I’m using the functional interface to conv2d and am looking for an efficient way to define a weight matrix W which has the following constraint: W[i, j, a, b] = W[j, i, ks-1-a, ks-1-b] for all i, j, a, b. ks is the kernel size

How should I create and register W as a Parameter in my object constructor?

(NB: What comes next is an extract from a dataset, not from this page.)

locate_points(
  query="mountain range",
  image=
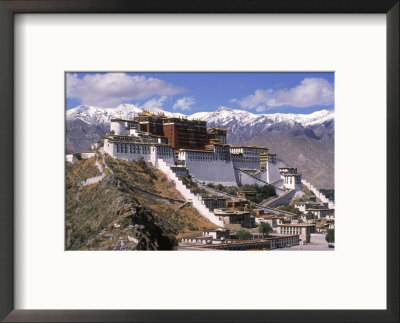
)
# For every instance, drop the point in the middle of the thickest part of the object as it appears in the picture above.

It seems challenging to create given the tied weights within W.

I’ve tried defining the following in my constructor

W0 = nn.Parameter(torch.zeros(nf, nf, ks, ks), requires_grad=True)

and then creating a W in my forward function via

W0_flipped = flip(flip(W0, 3), 2) W = (W0 + W0_flipped.permute(1, 0, 2, 3)) / 2.0

where “flip” is defined as in The resulting W has the appropriate constraints, but this definition comes at the cost of creating many redundant parameters in W0. I then use W in calls like

f = nn.functional.conv2d(inputs, W, bias=b, stride=1, padding=pad_f)

How can I create this without redundant parameters?


Here is a code sample that generate the convolution parameters from the minimal set of parameters:

import math
import torch

nf = 3
ks = 3

diff_chan_params = torch.rand(nf*(nf-1)/2, ks, ks)
same_chan_params = torch.rand(int(math.ceil(float(nf)/2)), ks, ks)
print("learnable parameters")

def get_params(chan_in, chan_out):
    if chan_in == chan_out:
        s = same_chan_params[chan_in/2]
        if chan_in%2 == 0:
            triang = s.triu()
            triang = s.tril()
        return triang + triang.t()
    small_idx = min(chan_in, chan_out)
    large_idx = max(chan_in, chan_out)
    lin_idx  = small_idx + large_idx * (large_idx - 1) / 2
    param = diff_chan_params[lin_idx]
    if chan_in < chan_out:
        param = param.t()
    return param

curr_idx = 0
conv_params = []
for out_c in range(nf):
    tmp = []
    for in_c in range(nf):
        tmp.append(get_params(in_c, out_c))
    conv_params.append(torch.stack(tmp, 0))
full_params = torch.stack(conv_params, 0)
print("conv parameters")
1 Like

Thanks so much albanD. This was super helpful. Really appreciate it.